We know that the quantum world is weird, and the concept of quantum tunneling is no exception. This phenomenon, made possible by quantum mechanics, shows how trapped particles can tunnel through a barrier that it would otherwise not be able to cross. Imagine you are on one hill and you want to roll a ball over top an adjacent hill. The ball has to have enough energy to make it over the hill; if not, it will roll back down and be trapped in the valley below. In the realm of quantum mechanics, objects behave differently, and the ball sometimes makes it over the hill even though it lacks the required energy. How is this possible? Quantum particles can exhibit wave-like behaviors, and as such, a particle’s wave function can pass through the barrier, allowing the particle to “tunnel through.”
For this experiment, the team trapped atoms of ultracold rubidium gas in an optical lattice. The rubidium atoms naturally seek out the lowest possible energy states, and would become trapped in the energy wells of the lattice – just like the ball between the two hills – but still have the potential to escape thanks to quantum mechanics. The researchers discovered they could prevent the tunneling, and essentially freeze the atoms in place, by repeatedly zapping the atoms with lasers. To perform the experiments, the team developed a new imaging technique that allowed them to observe the rubidium atoms while not affecting their quantum state. “It took a lot of dedication from these students and it has been amazing to see these experiments be so successful,” Mukund Vengalattore, assistant professor of physics, said in a statement. “We now have the unique ability to control quantum dynamics purely by observation.”

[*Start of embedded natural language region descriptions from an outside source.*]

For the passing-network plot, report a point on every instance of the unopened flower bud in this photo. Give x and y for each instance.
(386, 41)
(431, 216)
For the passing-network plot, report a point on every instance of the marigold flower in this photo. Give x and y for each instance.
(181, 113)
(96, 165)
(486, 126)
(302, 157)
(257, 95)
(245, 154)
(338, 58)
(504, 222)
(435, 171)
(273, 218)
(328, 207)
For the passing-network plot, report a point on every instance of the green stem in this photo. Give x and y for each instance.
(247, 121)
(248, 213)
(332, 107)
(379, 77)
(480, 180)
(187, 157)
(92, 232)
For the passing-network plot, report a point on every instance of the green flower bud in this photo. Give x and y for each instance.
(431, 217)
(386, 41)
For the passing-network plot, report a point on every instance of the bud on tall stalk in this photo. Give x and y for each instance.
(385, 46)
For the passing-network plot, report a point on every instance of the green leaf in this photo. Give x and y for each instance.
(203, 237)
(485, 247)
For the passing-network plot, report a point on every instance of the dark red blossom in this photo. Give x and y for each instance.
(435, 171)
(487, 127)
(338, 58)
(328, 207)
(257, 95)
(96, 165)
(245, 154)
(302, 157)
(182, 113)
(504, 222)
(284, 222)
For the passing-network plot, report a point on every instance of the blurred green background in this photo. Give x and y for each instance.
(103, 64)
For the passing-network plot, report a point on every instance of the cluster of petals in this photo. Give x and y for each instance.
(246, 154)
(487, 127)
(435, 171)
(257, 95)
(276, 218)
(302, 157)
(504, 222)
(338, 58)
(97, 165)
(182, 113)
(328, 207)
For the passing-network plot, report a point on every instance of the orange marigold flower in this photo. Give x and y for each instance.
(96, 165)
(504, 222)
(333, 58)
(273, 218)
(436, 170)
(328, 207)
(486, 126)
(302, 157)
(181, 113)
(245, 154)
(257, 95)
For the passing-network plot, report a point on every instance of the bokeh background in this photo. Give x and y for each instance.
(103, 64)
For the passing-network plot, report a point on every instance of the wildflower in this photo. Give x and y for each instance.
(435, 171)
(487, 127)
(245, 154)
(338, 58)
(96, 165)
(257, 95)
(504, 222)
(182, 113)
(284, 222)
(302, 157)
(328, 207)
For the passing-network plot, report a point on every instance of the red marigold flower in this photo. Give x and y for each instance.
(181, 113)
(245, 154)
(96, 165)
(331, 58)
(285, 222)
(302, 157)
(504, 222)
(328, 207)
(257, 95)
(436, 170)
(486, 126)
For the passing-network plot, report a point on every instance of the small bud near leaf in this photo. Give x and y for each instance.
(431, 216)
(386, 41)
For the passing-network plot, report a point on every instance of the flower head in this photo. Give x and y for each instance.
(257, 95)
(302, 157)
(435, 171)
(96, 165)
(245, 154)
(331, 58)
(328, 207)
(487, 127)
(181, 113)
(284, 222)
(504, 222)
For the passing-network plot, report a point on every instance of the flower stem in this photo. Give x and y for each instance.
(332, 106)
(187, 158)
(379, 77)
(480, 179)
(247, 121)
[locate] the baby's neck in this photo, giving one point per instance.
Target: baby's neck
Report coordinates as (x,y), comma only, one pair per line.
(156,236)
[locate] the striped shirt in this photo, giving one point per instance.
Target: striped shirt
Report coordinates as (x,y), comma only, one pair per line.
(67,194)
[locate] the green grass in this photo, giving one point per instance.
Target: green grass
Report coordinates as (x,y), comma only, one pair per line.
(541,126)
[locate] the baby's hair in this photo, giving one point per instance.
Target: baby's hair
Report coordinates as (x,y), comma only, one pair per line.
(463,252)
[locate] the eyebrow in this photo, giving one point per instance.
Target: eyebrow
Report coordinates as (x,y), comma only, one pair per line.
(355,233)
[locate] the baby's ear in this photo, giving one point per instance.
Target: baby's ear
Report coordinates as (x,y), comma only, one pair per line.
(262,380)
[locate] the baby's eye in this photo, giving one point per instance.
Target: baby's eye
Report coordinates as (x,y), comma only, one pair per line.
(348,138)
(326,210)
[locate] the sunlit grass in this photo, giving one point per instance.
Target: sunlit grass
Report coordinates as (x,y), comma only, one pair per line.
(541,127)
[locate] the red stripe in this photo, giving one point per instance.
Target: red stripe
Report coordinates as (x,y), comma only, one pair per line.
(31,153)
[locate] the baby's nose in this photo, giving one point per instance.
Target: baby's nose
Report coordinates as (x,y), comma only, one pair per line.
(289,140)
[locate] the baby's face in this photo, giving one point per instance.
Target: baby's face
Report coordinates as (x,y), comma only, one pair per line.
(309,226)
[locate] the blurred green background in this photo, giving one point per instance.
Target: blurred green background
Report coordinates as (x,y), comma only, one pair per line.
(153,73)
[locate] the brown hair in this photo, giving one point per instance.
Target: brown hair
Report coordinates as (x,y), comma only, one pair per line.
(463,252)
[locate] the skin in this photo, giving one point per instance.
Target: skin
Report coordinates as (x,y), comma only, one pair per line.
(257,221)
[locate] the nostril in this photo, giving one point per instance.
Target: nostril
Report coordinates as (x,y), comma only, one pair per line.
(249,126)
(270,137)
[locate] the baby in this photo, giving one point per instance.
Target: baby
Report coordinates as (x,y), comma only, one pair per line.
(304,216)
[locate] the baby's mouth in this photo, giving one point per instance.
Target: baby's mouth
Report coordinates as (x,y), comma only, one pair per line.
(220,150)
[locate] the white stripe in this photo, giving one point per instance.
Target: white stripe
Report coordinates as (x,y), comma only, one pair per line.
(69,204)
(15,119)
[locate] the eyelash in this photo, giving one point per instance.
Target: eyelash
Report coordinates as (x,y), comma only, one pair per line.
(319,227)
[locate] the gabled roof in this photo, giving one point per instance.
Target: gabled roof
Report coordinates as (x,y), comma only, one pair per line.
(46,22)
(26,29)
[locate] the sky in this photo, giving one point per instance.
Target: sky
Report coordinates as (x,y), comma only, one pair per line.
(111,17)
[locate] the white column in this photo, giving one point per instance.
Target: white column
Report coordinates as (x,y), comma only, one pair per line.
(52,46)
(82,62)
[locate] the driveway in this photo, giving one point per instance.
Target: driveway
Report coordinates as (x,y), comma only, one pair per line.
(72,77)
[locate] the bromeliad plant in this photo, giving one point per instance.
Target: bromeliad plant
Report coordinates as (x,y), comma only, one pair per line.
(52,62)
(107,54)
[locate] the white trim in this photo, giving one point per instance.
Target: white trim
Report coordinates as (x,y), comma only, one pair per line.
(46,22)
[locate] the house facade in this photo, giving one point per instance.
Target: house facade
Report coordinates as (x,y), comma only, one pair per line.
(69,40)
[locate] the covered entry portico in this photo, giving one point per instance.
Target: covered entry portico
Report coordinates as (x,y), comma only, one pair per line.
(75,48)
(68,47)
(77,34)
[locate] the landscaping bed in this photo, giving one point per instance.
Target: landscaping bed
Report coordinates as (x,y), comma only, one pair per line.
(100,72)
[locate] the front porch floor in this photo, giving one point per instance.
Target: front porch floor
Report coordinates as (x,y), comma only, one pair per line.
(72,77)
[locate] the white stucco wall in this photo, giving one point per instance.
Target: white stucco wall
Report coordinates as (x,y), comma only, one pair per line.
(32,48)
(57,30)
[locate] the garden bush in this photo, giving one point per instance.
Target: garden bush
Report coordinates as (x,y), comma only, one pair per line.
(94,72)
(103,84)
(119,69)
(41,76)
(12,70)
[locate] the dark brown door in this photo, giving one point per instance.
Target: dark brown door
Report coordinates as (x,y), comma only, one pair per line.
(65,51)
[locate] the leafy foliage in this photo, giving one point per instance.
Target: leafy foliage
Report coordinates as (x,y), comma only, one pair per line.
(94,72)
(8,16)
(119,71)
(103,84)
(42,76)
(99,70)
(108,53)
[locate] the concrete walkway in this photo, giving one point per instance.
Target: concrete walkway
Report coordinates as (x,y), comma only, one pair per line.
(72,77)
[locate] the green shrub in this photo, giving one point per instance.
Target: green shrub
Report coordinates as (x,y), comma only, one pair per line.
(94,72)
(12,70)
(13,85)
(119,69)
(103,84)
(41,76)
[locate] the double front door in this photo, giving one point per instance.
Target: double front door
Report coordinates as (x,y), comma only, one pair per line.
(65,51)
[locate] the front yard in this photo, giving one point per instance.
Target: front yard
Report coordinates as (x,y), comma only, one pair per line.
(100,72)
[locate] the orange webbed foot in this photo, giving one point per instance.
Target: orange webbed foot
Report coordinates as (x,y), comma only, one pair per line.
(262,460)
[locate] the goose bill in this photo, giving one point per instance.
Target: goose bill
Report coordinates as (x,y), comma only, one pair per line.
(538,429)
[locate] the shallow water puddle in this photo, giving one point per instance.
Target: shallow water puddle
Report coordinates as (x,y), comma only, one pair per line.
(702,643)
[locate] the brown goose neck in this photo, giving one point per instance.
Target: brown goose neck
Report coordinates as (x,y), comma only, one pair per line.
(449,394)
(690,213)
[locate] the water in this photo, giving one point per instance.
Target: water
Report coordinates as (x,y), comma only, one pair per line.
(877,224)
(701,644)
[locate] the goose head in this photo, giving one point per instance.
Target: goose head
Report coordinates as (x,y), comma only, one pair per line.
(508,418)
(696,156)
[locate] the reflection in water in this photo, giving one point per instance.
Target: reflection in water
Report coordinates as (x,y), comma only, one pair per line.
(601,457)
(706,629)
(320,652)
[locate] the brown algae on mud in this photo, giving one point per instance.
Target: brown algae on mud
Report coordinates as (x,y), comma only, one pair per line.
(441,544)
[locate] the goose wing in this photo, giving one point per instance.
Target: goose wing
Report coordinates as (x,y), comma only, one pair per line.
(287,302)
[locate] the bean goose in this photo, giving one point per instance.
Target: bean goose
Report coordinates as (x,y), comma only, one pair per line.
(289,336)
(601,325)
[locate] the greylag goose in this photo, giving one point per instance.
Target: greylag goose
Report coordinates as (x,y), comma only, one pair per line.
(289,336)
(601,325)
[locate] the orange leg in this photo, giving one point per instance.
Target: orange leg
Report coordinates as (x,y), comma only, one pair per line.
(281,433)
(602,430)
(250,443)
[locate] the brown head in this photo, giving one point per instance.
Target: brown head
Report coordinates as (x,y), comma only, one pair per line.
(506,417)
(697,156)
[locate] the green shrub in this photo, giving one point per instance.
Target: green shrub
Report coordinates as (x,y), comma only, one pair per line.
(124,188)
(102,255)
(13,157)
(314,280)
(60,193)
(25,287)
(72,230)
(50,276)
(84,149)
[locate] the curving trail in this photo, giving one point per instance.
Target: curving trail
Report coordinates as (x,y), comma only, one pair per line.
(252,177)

We learned from Schrodinger's famous thought experiment that a hypothetical cat could simultaneously be alive and dead. It wasn’t until we looked in the box and observed the system that we knew the outcome. In this new experiment, we find out what happens if we never stop observing. The team’s research shows that if the atoms are repeatedly zapped with lasers at shorter and shorter intervals – as if under continuous observation – the atoms can be frozen in place. This effect, known as the quantum Zeno effect, basically says we can “freeze” matter if we never stop observing it. If you’re a Whovian, this might sound a bit familiar.
In the science fiction series, "Doctor Who," an imaginary race of aliens – known as the Weeping Angels – kill their victims “kindly” by transporting them back in time to live out their lives while the angels feed off the resulting potential energy. They are unique as they exhibit a quantum locked effect: The angels can’t move as long as you are looking at them. So don’t blink.
The team’s research does not show us that weeping angels exist (what a scary thought that would be), but that the principle behind their movement can be demonstrated in the lab. According to Physics Central, “In the television show, though, there’s something about conscious observation that makes this work; the photons bouncing off the angels have to land in someone’s eye to freeze them in place. In reality however, (extrapolating generously from this experiment), such a creature could only move in complete darkness, or perhaps only under certain wavelengths of light. For these atoms, it’s not the photo that freezes them in place, it’s the camera’s flash.”